李清闲带队在北昌县杀了一夜,抓住冥山之人过百。
天朗空青,李清闲望着东方的鱼肚白,道:“收队。”
井观低声道:“冥山许多人逃入西面的矿山里,我怀疑,那里才是他们在北昌县的老巢。”
“你现在敢去?”李清闲问。
井观看了一眼周围的人最高不过七品,道:“算了。”
队伍回到县衙,刚进门,就听到有人愤怒咆哮:“你们北昌县和巡捕司都是废物吗?为什么要擅自动手抓人,打草惊蛇,让冥山的人有了准备!为什么援军早早抵达,没有第一时间前往大通武馆救人!你知道我们刑部损失吗?中品全死了!全死了!这个罪责,你们必须承担!”
北路厅监军费岩不阴不阳的声音传来:“章大人,明明是你们督捕司一不知会厂卫,二误判敌情,三误中冥山陷阱,跟我们内厂与巡捕司有什么关系?若非我们及时赶到,你们早就被冥山包了饺子。你再如此,休怪咱家上书督公,参你一本。”
“费大人,我只字未提内厂,还望内厂不要插手此事。”
“巡捕司由我厂卫指挥,你斥责巡捕司,不是指桑骂槐是什么?年轻人,莫要意气用事!”
李清闲走进去,就见各方人马分立两侧。
临近午夜,巡捕司北路左房甲乙两科、北昌县捕快与壮丁倾巢而出,六百余人手持兵器或法器,直扑柳烟街,将春晓楼与和万花楼团团围住。
李清闲一声令下,众兵将杀入其中,两楼一片混乱。
几支烟花冲天而起,在喊杀声中,照亮北昌县的深夜。
不多时,刑部人马骂骂咧咧出动,也不讲甚么战术,直冲大通武馆。
大通武馆上空烟花接连炸响,远比柳烟街更激烈的战斗开启,法术、武技与战诗词形成的光芒不断闪耀。

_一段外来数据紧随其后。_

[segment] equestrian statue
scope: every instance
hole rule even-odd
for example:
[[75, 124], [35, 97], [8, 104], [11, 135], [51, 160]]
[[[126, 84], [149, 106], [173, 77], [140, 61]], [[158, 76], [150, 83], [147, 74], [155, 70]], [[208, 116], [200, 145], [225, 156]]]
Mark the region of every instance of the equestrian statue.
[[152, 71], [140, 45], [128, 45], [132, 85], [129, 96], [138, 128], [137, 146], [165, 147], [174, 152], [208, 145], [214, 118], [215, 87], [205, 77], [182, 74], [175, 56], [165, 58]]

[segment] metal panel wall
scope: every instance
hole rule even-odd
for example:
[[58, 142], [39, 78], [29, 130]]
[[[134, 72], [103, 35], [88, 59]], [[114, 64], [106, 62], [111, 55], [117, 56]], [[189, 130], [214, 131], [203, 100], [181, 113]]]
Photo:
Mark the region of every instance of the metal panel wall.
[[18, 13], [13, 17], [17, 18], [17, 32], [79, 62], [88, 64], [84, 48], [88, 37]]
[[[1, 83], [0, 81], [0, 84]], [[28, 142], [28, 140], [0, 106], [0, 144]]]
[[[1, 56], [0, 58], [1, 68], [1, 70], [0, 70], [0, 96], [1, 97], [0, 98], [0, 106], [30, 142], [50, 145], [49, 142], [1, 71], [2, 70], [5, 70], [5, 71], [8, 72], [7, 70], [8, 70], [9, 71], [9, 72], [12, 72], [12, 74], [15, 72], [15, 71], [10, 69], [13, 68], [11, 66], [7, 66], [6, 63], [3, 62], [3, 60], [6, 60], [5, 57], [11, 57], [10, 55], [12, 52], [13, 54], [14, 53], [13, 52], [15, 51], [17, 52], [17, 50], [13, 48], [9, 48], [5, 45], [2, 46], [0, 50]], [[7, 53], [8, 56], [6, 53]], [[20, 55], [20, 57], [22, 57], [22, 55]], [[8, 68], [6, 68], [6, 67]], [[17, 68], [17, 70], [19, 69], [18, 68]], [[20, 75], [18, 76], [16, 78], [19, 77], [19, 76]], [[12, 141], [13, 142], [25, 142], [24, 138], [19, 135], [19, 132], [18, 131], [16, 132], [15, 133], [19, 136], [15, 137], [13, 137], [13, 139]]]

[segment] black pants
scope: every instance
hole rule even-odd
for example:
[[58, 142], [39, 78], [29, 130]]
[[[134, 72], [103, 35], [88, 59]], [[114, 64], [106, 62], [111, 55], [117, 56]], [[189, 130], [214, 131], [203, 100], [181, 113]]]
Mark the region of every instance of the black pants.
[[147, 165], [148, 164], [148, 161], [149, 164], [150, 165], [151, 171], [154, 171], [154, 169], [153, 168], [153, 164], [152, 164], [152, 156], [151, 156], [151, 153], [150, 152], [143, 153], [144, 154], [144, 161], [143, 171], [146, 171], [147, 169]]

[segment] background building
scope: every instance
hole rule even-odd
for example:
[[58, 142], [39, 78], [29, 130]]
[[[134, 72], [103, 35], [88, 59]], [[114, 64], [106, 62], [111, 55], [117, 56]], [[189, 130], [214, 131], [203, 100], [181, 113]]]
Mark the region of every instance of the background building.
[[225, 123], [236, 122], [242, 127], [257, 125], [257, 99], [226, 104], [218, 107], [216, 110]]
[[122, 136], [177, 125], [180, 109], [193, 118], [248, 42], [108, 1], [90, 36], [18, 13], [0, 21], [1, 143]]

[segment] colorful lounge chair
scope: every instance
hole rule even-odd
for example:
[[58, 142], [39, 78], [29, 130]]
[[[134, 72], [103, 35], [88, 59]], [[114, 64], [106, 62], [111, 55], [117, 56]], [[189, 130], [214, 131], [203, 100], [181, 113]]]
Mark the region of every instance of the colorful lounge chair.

与此同时,南边的京城夜卫援军与西面北昌卫冲向北昌县,前往距离大通武馆一里的空地集合。
春晓楼与万花楼的敌人中,最强不过两个七品,井观与那七品偏房首都没有等迈步,李清闲一把雷符将两人电麻。
顺利抓捕完,队伍直奔集合点。
北昌县各处,一个又一个人窜上屋顶,远远观战,猜测原因。
李清闲抵达集合点,三方验证令信。
夜卫派遣两位四品偏司正,中品十二人、下品过百人,未入品的精兵五百,北路厅的厅监军费岩也随军而来。
北昌卫很给面子,北昌卫的四品卫将军亲自率领精兵悍将抵达,入品将校不如夜卫多,但带了大量的弓弩手与一队骑兵。
三方一边商量,一边观察战况。
大通武馆刑部四百余人势如破竹,占领大通武馆五进的院子,并发现多处地道,冲入地道追杀。
但没多久,大通武馆四面八方的宅院突然涌出数不清的黑衣人,反包围刑部人马。